Yeah I'm not saying there aren't uses, but the way ChatGPT is hyped and promoted is definitely about creating text. Writing emails, essays, cover letters, etc. for people.
I'd love to see more focus on using LLMs to winnow down text though. If I'm a researcher, having chatgpt (accurately) tell me which 10 of 1,000 articles to read would be a big help.

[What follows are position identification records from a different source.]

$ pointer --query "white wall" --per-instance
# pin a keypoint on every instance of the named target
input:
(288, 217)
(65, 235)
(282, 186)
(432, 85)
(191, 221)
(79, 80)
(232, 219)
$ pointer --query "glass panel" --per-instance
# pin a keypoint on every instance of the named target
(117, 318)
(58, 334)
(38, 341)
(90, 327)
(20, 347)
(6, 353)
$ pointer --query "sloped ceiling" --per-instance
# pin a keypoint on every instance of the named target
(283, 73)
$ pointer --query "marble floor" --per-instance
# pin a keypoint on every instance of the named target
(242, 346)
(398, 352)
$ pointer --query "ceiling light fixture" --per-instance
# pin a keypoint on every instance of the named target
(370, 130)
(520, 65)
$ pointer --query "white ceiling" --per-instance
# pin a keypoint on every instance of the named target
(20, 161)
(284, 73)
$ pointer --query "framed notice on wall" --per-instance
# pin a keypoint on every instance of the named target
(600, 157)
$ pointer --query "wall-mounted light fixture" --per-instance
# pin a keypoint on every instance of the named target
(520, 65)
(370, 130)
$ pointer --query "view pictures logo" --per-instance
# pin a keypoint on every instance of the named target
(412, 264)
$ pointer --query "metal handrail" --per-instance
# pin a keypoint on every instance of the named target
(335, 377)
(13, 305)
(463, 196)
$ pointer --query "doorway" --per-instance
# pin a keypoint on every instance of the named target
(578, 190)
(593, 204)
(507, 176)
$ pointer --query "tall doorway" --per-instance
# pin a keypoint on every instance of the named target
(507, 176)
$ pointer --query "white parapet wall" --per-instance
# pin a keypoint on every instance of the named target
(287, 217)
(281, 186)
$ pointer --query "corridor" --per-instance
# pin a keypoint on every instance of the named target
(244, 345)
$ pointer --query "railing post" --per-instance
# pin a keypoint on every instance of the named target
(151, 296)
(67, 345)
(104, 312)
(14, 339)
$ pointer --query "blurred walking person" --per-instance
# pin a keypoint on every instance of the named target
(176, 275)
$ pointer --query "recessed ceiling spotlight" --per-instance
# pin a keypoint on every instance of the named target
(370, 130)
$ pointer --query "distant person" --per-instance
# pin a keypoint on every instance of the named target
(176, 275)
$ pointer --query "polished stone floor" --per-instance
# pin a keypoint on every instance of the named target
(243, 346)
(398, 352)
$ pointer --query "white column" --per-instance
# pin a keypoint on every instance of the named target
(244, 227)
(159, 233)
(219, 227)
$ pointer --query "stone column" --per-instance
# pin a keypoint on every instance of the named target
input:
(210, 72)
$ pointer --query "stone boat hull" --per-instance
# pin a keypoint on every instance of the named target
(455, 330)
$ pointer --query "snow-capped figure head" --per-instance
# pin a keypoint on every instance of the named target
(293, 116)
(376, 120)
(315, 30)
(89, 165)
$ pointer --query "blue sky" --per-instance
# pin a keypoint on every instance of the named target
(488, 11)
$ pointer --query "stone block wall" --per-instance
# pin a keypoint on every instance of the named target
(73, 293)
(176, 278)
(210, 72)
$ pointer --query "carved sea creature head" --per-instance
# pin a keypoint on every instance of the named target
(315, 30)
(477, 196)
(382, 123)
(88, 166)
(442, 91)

Mar 18, 2023·edited Mar 18, 2023Liked by Lincoln Michel
Nice addition to the current stream of AI-related articles. I can never argue *against* a little optimism; but, there is one thing no one seems to be considering. You say, for example, "An odd thing I’ve noticed about the chatbot hype is that almost every use case works for select individuals but backfires with mass adaptation," as though the real goal of all of this is mass adoption of AI as a tool.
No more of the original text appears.